This is all about an ECAR report that was released a few weeks ago. Report was compiled over about a year and had a large number of contributors. It’s a great example of collaboration across organizations for profit and non-profit, scientific, etc.
39% is the Key Number
- In the US, only this percentage completes a 4-year program.
- This is a national challenge, because the US has slipped from #1 or #2 completion in the world to #12
- How Can Predictive Learning Analytics Help? It provides the ability to predict the future with a reasonable level of accuracy give you the ability to intervene on behalf of the student
What is Predictive Learning Analytics?
- The statistical analysis of historical and current data derived from the learning process to create models that allow for predictions that improve learning outcomes
- Subset of larger learning analytics field
- Uses sophisticated mathematical models rather than user-defined rules. Example: Academic Early Alert Systems
- OAAI: the Open Academic Analytics Initiative
- Apereo Learning Analytics Initiative
Data Sources, Relevance & Diversity
- LMS: academic technology’s first killer app
- What’s been successful is the penetration and usage of LMS
- What data from conventional data sources are systematic, significant predictors of course success? High school GPA? Race/Ethnicity? First in Family to Attend College? NONE OF THEM!
- Academic Technology data is a systematic predictor of course success – caveat is that the academic material is connected in a deep and meaningful way. Having a number of triggers help to track actionable details.
- Embedding Predictive Analytics
- Strategic Importance other Data Points: underrepresented student groups.

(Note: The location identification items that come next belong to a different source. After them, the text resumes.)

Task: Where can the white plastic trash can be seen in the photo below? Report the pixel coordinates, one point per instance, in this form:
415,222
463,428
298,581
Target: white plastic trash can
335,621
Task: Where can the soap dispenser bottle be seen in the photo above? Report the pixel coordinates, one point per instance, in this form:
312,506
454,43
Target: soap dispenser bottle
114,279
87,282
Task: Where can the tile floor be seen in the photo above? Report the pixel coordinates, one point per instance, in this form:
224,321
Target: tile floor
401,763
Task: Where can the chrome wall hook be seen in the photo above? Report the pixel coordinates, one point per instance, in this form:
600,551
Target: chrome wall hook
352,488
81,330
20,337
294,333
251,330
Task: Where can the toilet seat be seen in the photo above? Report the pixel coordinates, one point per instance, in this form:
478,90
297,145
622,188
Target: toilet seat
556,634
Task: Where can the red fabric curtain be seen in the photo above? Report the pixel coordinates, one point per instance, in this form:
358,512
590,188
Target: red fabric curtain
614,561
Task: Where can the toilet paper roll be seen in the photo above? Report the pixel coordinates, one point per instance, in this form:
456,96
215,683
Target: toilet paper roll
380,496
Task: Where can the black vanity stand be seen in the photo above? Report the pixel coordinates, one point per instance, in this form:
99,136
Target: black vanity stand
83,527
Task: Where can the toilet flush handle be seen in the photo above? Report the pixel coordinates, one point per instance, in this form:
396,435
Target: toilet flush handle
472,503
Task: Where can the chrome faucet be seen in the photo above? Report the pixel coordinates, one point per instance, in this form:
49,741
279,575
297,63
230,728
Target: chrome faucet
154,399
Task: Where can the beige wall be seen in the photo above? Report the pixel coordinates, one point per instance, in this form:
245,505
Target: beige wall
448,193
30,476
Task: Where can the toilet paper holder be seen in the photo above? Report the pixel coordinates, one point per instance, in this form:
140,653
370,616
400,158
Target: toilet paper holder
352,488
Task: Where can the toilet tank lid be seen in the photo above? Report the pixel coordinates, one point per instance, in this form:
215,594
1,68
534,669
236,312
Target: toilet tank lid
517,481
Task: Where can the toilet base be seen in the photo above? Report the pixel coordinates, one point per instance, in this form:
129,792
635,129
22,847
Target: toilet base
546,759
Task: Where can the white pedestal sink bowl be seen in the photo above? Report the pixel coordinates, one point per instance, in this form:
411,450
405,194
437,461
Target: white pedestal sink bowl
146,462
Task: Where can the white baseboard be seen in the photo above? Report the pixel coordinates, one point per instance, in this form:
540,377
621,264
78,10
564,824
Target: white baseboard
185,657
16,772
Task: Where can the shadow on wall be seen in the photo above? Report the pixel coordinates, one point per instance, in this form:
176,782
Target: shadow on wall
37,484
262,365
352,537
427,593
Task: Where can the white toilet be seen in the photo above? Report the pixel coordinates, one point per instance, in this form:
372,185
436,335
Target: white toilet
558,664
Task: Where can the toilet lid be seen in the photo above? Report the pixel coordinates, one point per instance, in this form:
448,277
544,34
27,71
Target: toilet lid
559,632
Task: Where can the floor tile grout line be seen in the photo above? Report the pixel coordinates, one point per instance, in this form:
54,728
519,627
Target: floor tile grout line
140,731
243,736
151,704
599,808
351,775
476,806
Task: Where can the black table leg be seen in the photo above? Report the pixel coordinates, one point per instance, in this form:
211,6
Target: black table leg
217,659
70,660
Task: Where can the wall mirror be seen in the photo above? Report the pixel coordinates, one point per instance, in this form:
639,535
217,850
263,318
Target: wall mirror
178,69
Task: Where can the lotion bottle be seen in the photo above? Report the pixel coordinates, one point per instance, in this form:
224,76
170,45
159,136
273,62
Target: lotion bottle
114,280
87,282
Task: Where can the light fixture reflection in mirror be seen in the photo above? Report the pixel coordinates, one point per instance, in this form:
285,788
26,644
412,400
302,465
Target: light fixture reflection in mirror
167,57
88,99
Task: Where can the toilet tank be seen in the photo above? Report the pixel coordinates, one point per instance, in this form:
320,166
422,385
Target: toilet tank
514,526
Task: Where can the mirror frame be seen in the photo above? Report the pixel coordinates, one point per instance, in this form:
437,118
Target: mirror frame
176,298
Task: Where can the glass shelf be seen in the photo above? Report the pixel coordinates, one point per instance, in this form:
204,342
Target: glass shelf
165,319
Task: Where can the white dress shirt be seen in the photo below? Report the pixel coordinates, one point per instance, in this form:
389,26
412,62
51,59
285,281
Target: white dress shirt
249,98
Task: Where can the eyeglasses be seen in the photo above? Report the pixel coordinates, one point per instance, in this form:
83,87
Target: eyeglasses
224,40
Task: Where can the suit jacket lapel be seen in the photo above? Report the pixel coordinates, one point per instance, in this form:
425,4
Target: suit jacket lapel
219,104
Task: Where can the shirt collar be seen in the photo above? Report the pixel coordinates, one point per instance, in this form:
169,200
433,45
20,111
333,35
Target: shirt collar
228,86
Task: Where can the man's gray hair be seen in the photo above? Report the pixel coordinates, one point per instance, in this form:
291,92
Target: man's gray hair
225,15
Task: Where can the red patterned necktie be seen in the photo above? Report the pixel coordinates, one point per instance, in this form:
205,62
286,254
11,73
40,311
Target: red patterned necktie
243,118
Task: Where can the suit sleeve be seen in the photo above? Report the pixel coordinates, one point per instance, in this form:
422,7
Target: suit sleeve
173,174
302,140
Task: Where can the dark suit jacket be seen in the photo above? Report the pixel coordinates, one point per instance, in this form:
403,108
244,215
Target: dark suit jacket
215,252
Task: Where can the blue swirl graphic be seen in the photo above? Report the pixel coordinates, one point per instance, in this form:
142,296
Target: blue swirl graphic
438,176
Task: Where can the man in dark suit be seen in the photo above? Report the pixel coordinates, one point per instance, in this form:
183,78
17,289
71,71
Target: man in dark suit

- Conclusion: Learning Data Comes in Many Flavors and Relevance, i.e. Activity (behavioral) data and Static Data (survey data, student aptitude, extra-curricular activities, demographics and prior educational experience).
- There are very few institutions that employe full-time Predictive Learning Analytics professionals.
How it Works, What is the Data Impact?
- Historical data and predictive analytics are used to generate a predictive model
- We want to tease out and surface those patterns that result in successful outcomes
- After first month, predictive model can provide predictions of the final grades based on the # of content views of the students in the current course offering
- Examples of what can go wrong: what if students are viewing the content from mobile application (data incomplete); what if one of the historical course has hundreds of course topics, where other courses have tens of course topics? (data is inaccurate)
- Garbage In, Garbage Out
- Data quality: accurate, complete, unique, timely, consistent, valid, reliable, integrity
Brightspace Student Success System
- Created a predictive model for a course
- A number of screen shots showed how it was implemented with a group of students, with drilldowns on where students were having difficulty.
- Good visualizations are critical to easily decoding information and making it useful
- ETL/Data Integration > Data Warehouse & MDM > BI & Data Visualization > Predictive Analytics
Strategic Implementation Considerations
- Institutional Stages of analytics usage
- Organizational leadership, culture & skills
- gaining access to learning data
- Ethics & privacy
Institutional Stages of Analytics Usage
- Basic: past trends & data observations
- Automated: automatically perform analytics & provide results directly to end-users
- Predictive: large amounts of data is crunched
Silos are antithetical to successful implementation; investing in new skill sets is imperative.
Gaining Access to Learning Data
- Activity, clickstream data
- It’s the fuel on which LA runs
- Extracting sample data sets is often a good start
Ethics & Privacy
- Ethics: using LA for good and not evil
- Privacy: balance the need to protect confidentail records while maximizing the benefits of LA
- Often requires new policies and procedures
- LA “task force” to address ethics and privacy issues
- JISC code of practice
- SURF Learning Analytics SIG
- How do you best approach the introduction of PA to a group of people who don’t even know what it does? EDUCAUSE has some great white papers on this (“Penetrating the Fog”). Give examples of products, strategies and solutions.
- Have you done anything to look at the performance of blended/flipped classrooms? We get asked this a lot! We’ve looked at some of the open course offerings of MiT, Blackboard usage patterns. Many folks are interested in using it for academic course design.